Chair of the Executive Board of the Nebraska Legislature
- In office January 6, 1993 – August 13, 1995
- Preceded by: Jerome Warner
- Succeeded by: Floyd Vrtiska (acting)

Member of the Nebraska Legislature from the 7th district
- In office August 9, 1984 – August 13, 1995
- Preceded by: Karen Kilgarin
- Succeeded by: John Hilgert

Personal details
- Born: March 8, 1956 (age 70) Omaha, Nebraska
- Party: Democratic
- Education: Drake University University of Nebraska at Omaha Creighton University School of Law

= Tim Hall (Nebraska politician) =

American politician

Tim Hall (born March 8, 1956) is a Democratic politician and insurance executive from Nebraska who served as a member of the Nebraska Legislature from the 7th district from 1984 to 1995 and as chair of the executive board from 1993 to 1995.

==Early life==
Hall was born in Omaha, Nebraska, in 1956. He graduated from Paul VI High School and later attended Drake University and the University of Nebraska at Omaha. Hall worked as the director of development for United Catholic Social Services. He later worked as the director of public affairs for the Mutual Protective/Medico Life Insurance Companies and attended the Creighton University School of Law.

==Nebraska Legislature==
In 1984, State Senator Karen Kilgarin resigned from the legislature and ended her re-election campaign to become the Lincoln bureau chief for KETV. Hall subsequently filed to run in the general election, and faced real estate investor Gene Buzzello, who had previously filed to run against Kilgarin in the primary, and Carol Kersenbrock Keenan, the wife of County Coroner James Keenan. After interviewing the three candidates, Governor Bob Kerrey appointed Hall to serve out the remainder of the seat, though he did not formally endorse him in the general election. Hall was sworn in on August 9, 1984. Hall ultimately won the general election, receiving 50 percent of the vote to Buzzello's 31 percent and Keenan's 19 percent.

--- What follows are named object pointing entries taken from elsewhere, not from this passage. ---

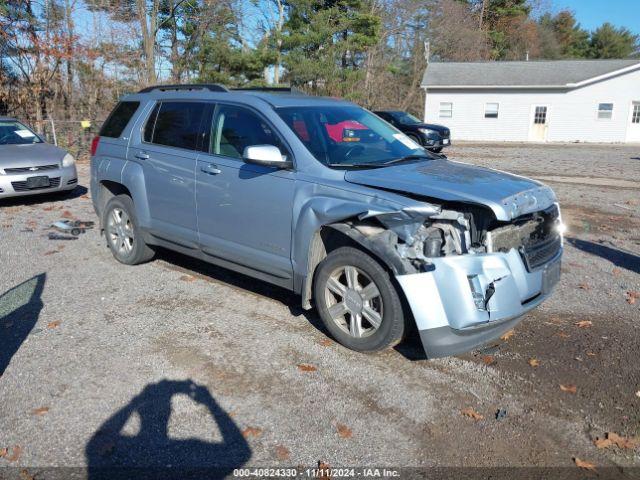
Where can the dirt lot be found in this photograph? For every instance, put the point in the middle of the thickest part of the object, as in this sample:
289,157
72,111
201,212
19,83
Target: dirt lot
175,363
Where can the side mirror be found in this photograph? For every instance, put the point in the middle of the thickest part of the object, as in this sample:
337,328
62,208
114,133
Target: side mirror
267,155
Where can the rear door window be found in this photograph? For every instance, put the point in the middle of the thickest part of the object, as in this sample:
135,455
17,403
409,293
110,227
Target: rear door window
175,124
118,119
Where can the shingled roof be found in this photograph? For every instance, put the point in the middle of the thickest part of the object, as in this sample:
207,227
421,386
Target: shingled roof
536,74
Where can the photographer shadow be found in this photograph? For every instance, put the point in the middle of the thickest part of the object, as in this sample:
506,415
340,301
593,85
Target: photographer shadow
150,453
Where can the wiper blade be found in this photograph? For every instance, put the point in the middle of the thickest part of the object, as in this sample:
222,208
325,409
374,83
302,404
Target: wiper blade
357,165
408,158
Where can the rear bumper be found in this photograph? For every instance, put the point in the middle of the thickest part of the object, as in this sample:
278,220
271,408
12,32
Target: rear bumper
62,179
448,316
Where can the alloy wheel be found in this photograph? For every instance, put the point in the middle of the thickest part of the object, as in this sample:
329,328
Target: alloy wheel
120,230
354,301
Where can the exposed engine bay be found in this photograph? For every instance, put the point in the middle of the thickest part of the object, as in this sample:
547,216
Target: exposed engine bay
469,229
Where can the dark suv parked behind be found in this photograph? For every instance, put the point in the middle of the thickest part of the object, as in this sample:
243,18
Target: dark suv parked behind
431,136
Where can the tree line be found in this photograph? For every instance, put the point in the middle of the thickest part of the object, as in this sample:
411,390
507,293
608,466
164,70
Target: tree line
72,59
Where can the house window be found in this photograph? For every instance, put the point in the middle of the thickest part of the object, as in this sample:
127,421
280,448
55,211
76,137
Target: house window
446,109
605,111
491,110
540,116
635,117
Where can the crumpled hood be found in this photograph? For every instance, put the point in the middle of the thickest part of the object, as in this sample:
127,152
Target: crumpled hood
15,156
509,196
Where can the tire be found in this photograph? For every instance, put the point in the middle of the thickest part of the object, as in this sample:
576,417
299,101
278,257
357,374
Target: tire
123,235
380,323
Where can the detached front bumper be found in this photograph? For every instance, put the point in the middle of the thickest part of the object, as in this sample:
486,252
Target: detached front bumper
469,300
61,179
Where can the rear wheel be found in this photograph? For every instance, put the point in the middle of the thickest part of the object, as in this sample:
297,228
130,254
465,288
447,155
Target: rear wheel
124,237
357,301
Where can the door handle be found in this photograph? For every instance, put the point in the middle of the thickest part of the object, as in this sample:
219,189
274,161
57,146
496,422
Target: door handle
211,169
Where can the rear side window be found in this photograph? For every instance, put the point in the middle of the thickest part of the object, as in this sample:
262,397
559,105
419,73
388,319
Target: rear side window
118,120
175,124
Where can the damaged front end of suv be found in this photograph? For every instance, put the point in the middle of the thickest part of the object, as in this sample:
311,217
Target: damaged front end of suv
469,267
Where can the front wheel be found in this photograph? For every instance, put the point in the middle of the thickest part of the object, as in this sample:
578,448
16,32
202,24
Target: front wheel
124,237
357,301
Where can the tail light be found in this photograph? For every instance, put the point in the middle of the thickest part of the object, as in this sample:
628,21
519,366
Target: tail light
94,145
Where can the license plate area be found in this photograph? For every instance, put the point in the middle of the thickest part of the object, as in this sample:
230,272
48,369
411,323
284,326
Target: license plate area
550,276
38,182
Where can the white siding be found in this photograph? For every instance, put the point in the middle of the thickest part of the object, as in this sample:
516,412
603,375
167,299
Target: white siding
572,115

Hall ran for re-election to a second term in 1988, and was challenged by Buzzello, line cook James Edward Parsons, and retired secretary Betty Dworak. in the primary election, Hall placed first by a wide margin, receiving 57 percent of the vote to Buzzello's 22 percent, Dworak's 15 percent, and Parsons's 6 percent. Hall and Buzzello advanced to the general election, where Hall won in a landslide, winning 73–27 percent.

In 1992, Hall ran for a third term, and was challenged by four opponents: custodian P.J. Asta, retired salesman Bernie Barrett, anti-abortion activist Teresa Damasauskas, and Creighton medical professor Lou Safranek. Hall placed first in the primary, winning 56 percent of the vote to Damasauskas's 18 percent, and they advanced to the general election. Hall won the general election by a wide margin, winning re-election 59–41 percent.

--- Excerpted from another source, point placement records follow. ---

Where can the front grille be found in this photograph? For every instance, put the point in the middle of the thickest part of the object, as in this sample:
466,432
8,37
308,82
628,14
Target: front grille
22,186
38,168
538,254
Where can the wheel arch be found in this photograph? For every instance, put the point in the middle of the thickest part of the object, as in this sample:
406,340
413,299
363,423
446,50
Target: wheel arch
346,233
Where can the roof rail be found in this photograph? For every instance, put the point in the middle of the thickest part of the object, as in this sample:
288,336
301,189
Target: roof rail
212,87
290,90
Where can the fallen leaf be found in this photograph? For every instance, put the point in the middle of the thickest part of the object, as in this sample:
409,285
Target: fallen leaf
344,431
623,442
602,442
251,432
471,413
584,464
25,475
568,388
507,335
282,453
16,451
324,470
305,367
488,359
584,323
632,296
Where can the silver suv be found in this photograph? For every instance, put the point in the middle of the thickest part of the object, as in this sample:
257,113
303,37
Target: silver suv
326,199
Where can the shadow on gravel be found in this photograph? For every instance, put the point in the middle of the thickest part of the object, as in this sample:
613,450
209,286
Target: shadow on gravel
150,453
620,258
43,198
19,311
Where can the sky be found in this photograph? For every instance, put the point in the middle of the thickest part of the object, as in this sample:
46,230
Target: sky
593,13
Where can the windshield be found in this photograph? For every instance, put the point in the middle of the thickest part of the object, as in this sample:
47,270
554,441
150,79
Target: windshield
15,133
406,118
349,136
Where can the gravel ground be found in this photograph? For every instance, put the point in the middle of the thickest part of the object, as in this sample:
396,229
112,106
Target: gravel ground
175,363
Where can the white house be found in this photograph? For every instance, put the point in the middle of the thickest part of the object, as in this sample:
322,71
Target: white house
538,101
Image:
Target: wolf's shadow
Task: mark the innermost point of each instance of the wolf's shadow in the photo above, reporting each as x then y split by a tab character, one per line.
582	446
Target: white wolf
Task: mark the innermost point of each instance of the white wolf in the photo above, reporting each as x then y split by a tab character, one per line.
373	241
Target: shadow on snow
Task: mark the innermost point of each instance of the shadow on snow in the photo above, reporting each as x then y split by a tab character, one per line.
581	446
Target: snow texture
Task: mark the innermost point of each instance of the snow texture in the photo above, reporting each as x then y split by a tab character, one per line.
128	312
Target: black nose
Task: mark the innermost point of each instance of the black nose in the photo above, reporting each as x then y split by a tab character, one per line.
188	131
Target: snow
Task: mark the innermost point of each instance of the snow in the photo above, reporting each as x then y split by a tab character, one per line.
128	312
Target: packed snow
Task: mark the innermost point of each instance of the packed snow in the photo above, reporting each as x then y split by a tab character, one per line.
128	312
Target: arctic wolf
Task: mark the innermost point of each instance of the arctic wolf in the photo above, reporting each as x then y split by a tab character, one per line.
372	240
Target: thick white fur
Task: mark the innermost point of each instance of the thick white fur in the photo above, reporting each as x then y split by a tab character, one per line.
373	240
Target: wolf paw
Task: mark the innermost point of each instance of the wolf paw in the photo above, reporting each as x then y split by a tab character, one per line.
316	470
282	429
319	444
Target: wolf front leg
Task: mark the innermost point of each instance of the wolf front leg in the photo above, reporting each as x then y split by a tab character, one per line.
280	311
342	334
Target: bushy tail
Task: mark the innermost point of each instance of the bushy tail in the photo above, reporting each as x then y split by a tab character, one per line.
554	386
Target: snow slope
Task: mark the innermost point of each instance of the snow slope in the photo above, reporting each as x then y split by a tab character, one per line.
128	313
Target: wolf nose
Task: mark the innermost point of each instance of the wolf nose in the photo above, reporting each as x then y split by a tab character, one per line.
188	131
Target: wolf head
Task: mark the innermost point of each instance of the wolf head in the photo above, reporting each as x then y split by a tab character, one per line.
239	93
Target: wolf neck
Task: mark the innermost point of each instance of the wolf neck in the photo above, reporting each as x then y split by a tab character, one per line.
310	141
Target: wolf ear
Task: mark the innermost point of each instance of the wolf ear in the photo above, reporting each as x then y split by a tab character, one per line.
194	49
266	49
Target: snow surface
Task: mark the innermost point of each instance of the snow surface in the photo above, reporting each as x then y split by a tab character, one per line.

Hall was unanimously elected Chairman of the Legislature's executive board in 1993. He was re-elected in 1995 over State Senator Kate Witek, 36–11.

==Post-legislative career==
In 1995, Governor Ben Nelson appointed Hall as the deputy director of the Nebraska Department of Insurance, and he resigned from the legislature on August 13, 1995. Nelson appointed Hall as the director of the department in 1997.

When Mike Johanns was elected Governor in 1998, Hall stepped down as director.

After leaving the department, Hall became president of the Mutual Protective Insurance Company.